Sapendo bene di che pasta è fatta l’utenza del professionale è un po’ difficile che, come è successo all’istruzione tecnica, questa si sia riorientata verso i licei classici e scientifici: è più probabile che in previsione dell’abolizione del carattere scolastico del settore (passaggio alle regioni, fusione con la formazione professionale ecc.) o si sia spostata sugli istituti tecnici confidando nella loro sopravvivenza in versione liceo tecnologico (nel qual caso l’emorragia dei tecnici verso i licei sarebbe persino più vistosa di quella visibile) osi sia lasciata sedurre dalla “via facile” dei percorsi triennali (nel qual caso i ragazzi sottratti alla strada tanto decantati dalla Moratti sarebbero stati in realtà sottratti in buona parte all’istruzione professionale).
Naturale quindi che il dissenso verso le leggi Moratti fosse molto alto tra i docenti di questi settori scolastici e che, al contrario, il nuovo governo si sia prefisso l’obiettivo di dare di sé un’immagine più benevola e amichevole verso di essi. Obiettivo in merito al quale non sono mancate esplicite dichiarazioni.
Se non che questa attenzione si è tradotta in alcuni discutibili atti.
In primo luogo nel disegno di legge di riforma degli esami di maturità si è introdotta la possibilità di una seconda prova “lunga” ( su più giorni) e laboratoriale. E fin qui niente da dire.
Successivamente, però, mentre si sottraevano all’INVALSI le competenze sulla terza prova di valutazione nazionale, si sosteneva che per i tecnici e i professionali l’INVALSI avrebbe provveduto a offrire prove, anche se non rivolte ad una valutazione scolastica, ma come una sorta di contributo a prove laboratoriali o comunque simulanti processi produttivi, continuando però a parlare di terza prova e non di seconda. Con una tale approssimazione è logico che i dubbi interpretativi oscillino tra una prova di valutazione e una confusione tra seconda e terza prova.

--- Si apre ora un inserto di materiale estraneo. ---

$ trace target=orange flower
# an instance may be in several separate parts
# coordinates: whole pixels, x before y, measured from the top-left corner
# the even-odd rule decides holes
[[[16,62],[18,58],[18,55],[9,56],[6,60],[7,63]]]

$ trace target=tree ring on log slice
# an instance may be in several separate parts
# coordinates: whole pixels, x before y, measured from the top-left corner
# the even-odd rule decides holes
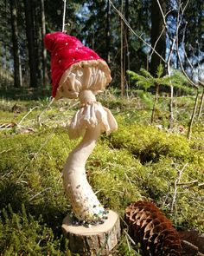
[[[69,240],[69,248],[80,255],[109,255],[120,237],[119,216],[109,211],[103,224],[90,227],[77,225],[71,216],[62,224],[64,236]]]

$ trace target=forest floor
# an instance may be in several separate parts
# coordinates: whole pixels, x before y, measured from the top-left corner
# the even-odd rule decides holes
[[[177,230],[203,233],[203,115],[199,121],[195,117],[191,140],[186,138],[193,97],[175,99],[172,130],[167,97],[159,99],[154,124],[150,97],[121,99],[106,92],[99,101],[118,122],[117,132],[102,135],[86,163],[101,203],[123,218],[130,202],[150,200]],[[49,105],[46,97],[0,100],[0,255],[65,255],[67,251],[61,226],[70,207],[61,171],[79,142],[67,135],[78,108],[77,102],[67,100]],[[203,247],[199,250],[204,253]],[[113,255],[140,254],[123,232]]]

Poi è stata la volta della finanziaria: qui, prendendo a cuore i pesanti carichi di studio degli studenti del professionale ( 40 ore settimanali), si parla di riduzione dei carichi orari di lezione da 40 a 36 ore, ma non si precisa se questa riduzione riguarda solo gli studenti o anche le cattedre degli insegnanti. Lo si precisa però nei commenti tecnici allegati al testo dove si presume che la riduzione produrrà un calo di quasi 1455 insegnanti nei primi due anni del professionale. Dunque nessuna illusione che le ore tolte agli alunni corrispondano solo a un calo di frontalità e all’aumento di spazi per l’individualizzazione dell’apprendimento: una cosa simile non la si può certo pretendere da una “riforma” fatta in finanziaria, perdiana!

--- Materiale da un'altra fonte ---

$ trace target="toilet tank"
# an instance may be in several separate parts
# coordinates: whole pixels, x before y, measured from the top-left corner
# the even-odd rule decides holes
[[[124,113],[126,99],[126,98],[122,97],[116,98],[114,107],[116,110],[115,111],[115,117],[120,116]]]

Di tagli dunque si tratta. Per far fronte alle obiezioni su questi tagli il Ministro Fioroni ha ricordato, in una intervista sul Messaggero di lunedì 23 ottobre, che se da un lato c’è questa riduzione, dall’altro c’è l’aumentodi organico determinato dall’obbligo scolastico che dovrebbe portare altrettanti e forse più posti. Lasciando a parte il fatto che la somma algebrica non funziona in didattica, essa tutt’al più funzionerebbe solo sul piano dell’occupabilità, soprattutto pensando che proprio il settore professionale, settore degli “ultimi” per antonomasia, sarebbe sicuramente il più beneficiato dall’innalzamento dell’obbligo scolastico.

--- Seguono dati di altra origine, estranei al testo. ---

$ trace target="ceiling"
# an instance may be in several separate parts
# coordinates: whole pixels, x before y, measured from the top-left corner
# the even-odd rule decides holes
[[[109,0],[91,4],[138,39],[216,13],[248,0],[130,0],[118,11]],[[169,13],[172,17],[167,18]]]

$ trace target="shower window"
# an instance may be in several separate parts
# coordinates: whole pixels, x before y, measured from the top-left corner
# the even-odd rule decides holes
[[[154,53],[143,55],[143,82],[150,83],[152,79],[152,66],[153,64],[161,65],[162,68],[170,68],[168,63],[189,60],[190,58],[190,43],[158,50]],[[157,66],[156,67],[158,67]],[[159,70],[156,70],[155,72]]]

Se non che l’istruzione obbligatoria di Fioroni non è l’obbligo scolastico: essa lascia in vita proprio quei percorsi che sono il diretto concorrente dell’istruzione professionale e che si avvalgono nella migliore delle ipotesi solo in parte di docenti di quest’ultima, mentre per lo più sono direttamente gestiti dalla formazione professionale regionale e convenzionata. Insomma neanche algebricamente parlando questi tagli saranno facilmente recuperabili: i conti non tornano, e neanche gli insegnanti!
A questo punto che potrebbe dire un docente del professionale?
“Dagli amici mi salvi Iddio che dai nemici mi guardo io!”